I'm having trouble evaluating the following expression (LATEX):

$\nabla_{i}\nabla_{j}T^{k}= \nabla_{i} \frac{\delta T^{k}}{\delta z^{j}} + \Gamma^{k}_{i m} \frac{\delta T^{m}}{\delta z^{i}} + \Gamma^{k}_{i m} \Gamma^{m}_{i l} T^{l}$

What are the next steps to complete the covariant differentiation? (This is not a homework assignment)

Last edited by a moderator: Jun 26, 2016
2. Jun 26, 2016

### Orodruin

Staff Emeritus
Getting the first step correct. Your expression even has different free indices on both sides.

3. Jun 26, 2016

### wrobel

If you will
Just use basis and these formulas will be easy to write. For example let $A=a_i^je^i\otimes e_j$ then $$(\nabla_k A)e^k=(\frac{\partial a_i^j}{\partial x^k}e^i\otimes e_j+a_i^j(\nabla_ke^i)\otimes e_j+a_i^je^i\otimes(\nabla_k e_j))\otimes e^k$$ and remember that $$\nabla_ke_i=\Gamma_{ik}^se_s,\quad \nabla_ke^i=-\Gamma_{sk}^ie^s$$

4. Jun 26, 2016

### redtree

Sorry. Better?

$\nabla_{i}\nabla_{j}T^{k}= \nabla_{i} \frac{\delta T^{k}}{\delta z^{j}} + \Gamma^{k}_{j l} \frac{\delta T^{l}}{\delta z^{i}} + \Gamma^{l}_{i m} \Gamma^{k}_{j l} T^{m}$

Last edited: Jun 26, 2016
5. Jun 26, 2016

### redtree

The first covariant derivative I get. I'm having trouble with the second covariant differentiation $\nabla_{i}$ of $\nabla_{j} T^{k}$, where $\nabla_{j} T^{k} = \frac{ \delta T^{k}}{\delta z^{j}} + \Gamma^{k}_{j l} T^{l}$.

6. Jun 26, 2016

### Orodruin

Staff Emeritus
How does the covariant derivative act on a general type (1,1) tensor?
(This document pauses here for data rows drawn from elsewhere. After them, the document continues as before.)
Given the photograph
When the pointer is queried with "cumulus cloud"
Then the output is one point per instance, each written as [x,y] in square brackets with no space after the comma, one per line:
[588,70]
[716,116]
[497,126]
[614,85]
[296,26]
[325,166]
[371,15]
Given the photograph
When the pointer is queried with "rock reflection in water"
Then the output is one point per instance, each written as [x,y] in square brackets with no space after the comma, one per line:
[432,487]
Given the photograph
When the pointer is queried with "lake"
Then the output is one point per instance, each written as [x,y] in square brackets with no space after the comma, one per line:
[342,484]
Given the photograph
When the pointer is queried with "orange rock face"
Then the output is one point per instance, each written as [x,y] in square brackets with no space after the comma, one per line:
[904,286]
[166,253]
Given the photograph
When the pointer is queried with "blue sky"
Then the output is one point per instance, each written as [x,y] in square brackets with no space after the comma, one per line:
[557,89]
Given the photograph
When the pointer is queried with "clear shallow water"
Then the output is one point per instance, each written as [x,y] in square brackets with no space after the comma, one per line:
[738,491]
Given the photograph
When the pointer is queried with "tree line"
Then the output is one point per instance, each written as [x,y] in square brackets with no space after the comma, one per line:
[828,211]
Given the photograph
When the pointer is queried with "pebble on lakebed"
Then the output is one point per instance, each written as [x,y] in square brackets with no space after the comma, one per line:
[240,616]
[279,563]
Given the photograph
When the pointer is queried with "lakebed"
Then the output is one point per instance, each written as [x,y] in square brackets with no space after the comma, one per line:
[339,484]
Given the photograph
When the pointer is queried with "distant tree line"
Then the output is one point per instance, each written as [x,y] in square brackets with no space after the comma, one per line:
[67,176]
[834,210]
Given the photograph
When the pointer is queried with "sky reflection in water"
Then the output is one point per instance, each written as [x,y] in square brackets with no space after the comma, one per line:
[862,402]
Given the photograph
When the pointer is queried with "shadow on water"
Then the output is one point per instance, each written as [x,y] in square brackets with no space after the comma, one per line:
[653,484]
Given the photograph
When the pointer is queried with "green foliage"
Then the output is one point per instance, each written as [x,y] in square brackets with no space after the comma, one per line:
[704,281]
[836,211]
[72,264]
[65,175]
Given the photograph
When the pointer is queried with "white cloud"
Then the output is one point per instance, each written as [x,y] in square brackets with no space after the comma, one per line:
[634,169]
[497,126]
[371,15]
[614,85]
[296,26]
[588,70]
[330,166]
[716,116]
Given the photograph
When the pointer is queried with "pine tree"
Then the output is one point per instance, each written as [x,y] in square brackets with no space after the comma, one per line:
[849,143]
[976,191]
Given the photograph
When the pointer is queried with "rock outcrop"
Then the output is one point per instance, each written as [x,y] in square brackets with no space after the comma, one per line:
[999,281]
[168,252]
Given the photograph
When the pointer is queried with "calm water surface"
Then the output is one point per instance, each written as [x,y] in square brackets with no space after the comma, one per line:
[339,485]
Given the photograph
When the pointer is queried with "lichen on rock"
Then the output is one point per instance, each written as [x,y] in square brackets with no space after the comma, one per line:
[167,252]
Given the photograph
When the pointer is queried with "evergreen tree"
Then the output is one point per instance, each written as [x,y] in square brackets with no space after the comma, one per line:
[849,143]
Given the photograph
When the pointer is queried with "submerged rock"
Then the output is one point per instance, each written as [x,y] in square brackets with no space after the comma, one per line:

How can you apply that to the type (1,1) tensor $\nabla_j T^k$?

7. Jun 26, 2016

### redtree

You mean the invariant $T$? Where $T=T^{k} z_{k}$?

$\nabla_{j} T = \nabla_{j} T^{k} z_{k} = (\frac{ \delta T^{k}}{\delta z^{j}} + \Gamma^{k}_{j l} T^{l}) z_{k}$?

8. Jun 26, 2016

### Orodruin

Staff Emeritus
No, I mean a general type (1,1) tensor $T_i^j$.

9. Jun 26, 2016

### redtree

$\nabla_{k} T^{i}_{j} = \frac{ \delta T^{i}_{j}}{\delta z^{k}} + \Gamma^{i}_{k m} T^{m}_{j} - \Gamma^{m}_{j k} T^{i}_{m}$

The tensor $T^{i}_{j}$ can be contracted $T^{i}_{j} z^{j} = T^{i}$?

10. Jun 26, 2016

### redtree

$\nabla_{i}\nabla_{j}T^{k}= \nabla_{i} \frac{\delta T^{k}}{\delta z^{j}} + \Gamma^{k}_{j l} \frac{\delta T^{l}}{\delta z^{i}} + \Gamma^{l}_{i m} \Gamma^{k}_{j l} T^{m}$

$\frac{\delta T }{\delta z^{j}} = \frac{\delta (T^{k} z_{k})}{\delta z^{j}}$ and then solve for $\frac{\delta T^{k}}{\delta z^{j}}$?

11. Jun 26, 2016

### redtree

One thought I had was to consider $T^{k}$ a function of $z_{k}$, i.e., $T^{k} = T^{k}(z_{k})$, such that $\frac{\delta T^{k}}{\delta z^{j}} = \frac{\delta T^{k}}{\delta z^{k}} \frac{\delta z_{k}}{\delta z^{j}}$ and $\frac{\delta z_{k}}{\delta z^{j}} = \Gamma^{m}_{k j} z_{m}$

12. Jun 26, 2016

### Orodruin

Staff Emeritus
No, put $T^i_j = \nabla_j T^i$.

13. Jun 26, 2016

### redtree

Ahhh. Thanks!!